He stops his horse to don a poncho for shelter from the foul weather. "Blasted rain" he thought as he rides on, looking down at his saddle horn to avoid the wind-driven drops that feel like a wet towel snapping across his face. He doesn't see the four men on horseback approaching. The first he knows of their presence is a voice, loud enough to be heard above the din of violent weather.

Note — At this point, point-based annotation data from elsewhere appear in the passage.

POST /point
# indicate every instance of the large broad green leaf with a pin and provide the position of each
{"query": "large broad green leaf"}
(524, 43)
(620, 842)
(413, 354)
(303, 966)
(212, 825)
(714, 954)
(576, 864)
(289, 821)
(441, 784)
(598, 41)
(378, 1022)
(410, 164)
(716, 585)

"Get off my horse." It is determined with no room for compromise. Startled, Cord pulls back on the reins and looks up in one abrupt motion. A streak of lightning outlines the four figures for an instant. The thunder that follows seems to confirm his suspicion that these are dangerous men. The one at point repeats his demand. Perhaps, Cord thinks, this is just a case of mistaken identity.
"What for?" Cord asks.
The man at point, who seems to be the leader, moves his horse a few steps closer to Cord. There is a long pause before he slowly replies, "Because you are on my horse."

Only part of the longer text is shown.